Upon arriving in Tulum, Mexico, I kept hearing about this ceremonial sauna called Temazcal- and of course my interest piqued, I had to try it.
I bike down one night at 7pm to these little bungalows on the beach, where I see a few people gathered around a lively fire in a large chimenea. I joined them and got the low-down on what exactly a Temazcal was as we waited the arrival of a few more participants and the Shaman, who was to perform the ritual. The purpose of the Temazcal is to cleanse the body, reunite the male and the female energies, and honor the four elements: earth, air, fire, water.
We begin by cleansing out negative energy. This is done by burning copius amount of copal and bathing in its' smoke, as well as by running a stick over our bodies, then launching it into the fire. Then we take a pinch of cacao and tobacco, put our intention into it, and toss it into the fire along with the stick.

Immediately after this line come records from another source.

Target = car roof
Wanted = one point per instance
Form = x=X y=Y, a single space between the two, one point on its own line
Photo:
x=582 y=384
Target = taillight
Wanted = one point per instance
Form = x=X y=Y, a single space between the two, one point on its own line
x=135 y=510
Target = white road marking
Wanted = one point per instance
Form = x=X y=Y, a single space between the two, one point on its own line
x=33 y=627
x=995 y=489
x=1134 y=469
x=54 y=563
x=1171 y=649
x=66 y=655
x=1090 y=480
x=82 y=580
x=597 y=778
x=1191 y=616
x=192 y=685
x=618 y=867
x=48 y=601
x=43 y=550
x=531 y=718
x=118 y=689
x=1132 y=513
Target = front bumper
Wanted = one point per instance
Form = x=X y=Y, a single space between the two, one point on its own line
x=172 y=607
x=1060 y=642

We are ready for the Hot Box.

It looks like a stone igloo, and it cannot be exaggerated how uncomfortable it is inside. You can't sit up straight, sand sticks to all parts of your flesh, and the sharp edges of the palm leaves which lay atop the sand dig into your skin as you wiggle to find a sitting position you can maintain for more than 30 seconds .
Stripping down to my swimsuit, I crawl on my hands and knees into the igloo, bowing my head with the word "otuma" (or something of the sort- the truth is I don't remember). Once inside, the fun begins. The Fire Man, Luca, brings us glowing hot stones from the fire and the 13 of us inside the dark dome, welcome the stones in saying "bienvenida abuelita!" in unison. The space is completely pitch black inside. Herbs are placed on the stones as they are set in a hole in the center of our circle. They shrivel and smoke as rich, heavenly smells are released. The Shaman begins splashing water over the stones and chanting in a loud, almost shrill voice sounds that seems nonsensical and frightens me as the water slaps my face unexpectedly in the darkness.
Three times we welcome the little grandmother stones inside our steamy igloo. The singing and chanting continues, we pause to drink tea, and share with each other our desires for the world. We speak of love, compassion, brilliant light, joyous existence, and living in truth.
Hours have passed. I start to become irritated. I can feel the people around me squirm and sigh, telling me they share the same sentiment. Will this man ever stop singing? I find myself with my back on the sand, face in a numb stare pressed against the stones. Like a fish, wide-eyed, mouth agape, I methodically suck small amounts of hot air into my lungs. Doesn't he realize we are all on the brink of asphyxia?
Just when I know I won't last any longer, the singing ceases with sweet relief. We can at last exit, crawling out on hands and knees just as we entered -yet lighter, emptier. Born anew, as baby turtles (the Shaman's words, not mine) we hold hands and stumble on shaky legs towards the ocean.
The truly miraculous thing about this whole experience is that the moon, which was hidden behind a thick layer of clouds when I arrived, has now emerged in a stunning display of light that coats the incoming tide in a silvery glow. With arms outstretched, I step into the ocean and allow the waves to wash me clean with a powerful force that simultaneously knocks me back and lifts me up. I gaze up at the brilliant moon and glimpse a shooting star. The wind rushes over my entire being and sends chills through my core.

The experience was most certainly singular, and I do believe I could not have been more thoroughly reset for the new year.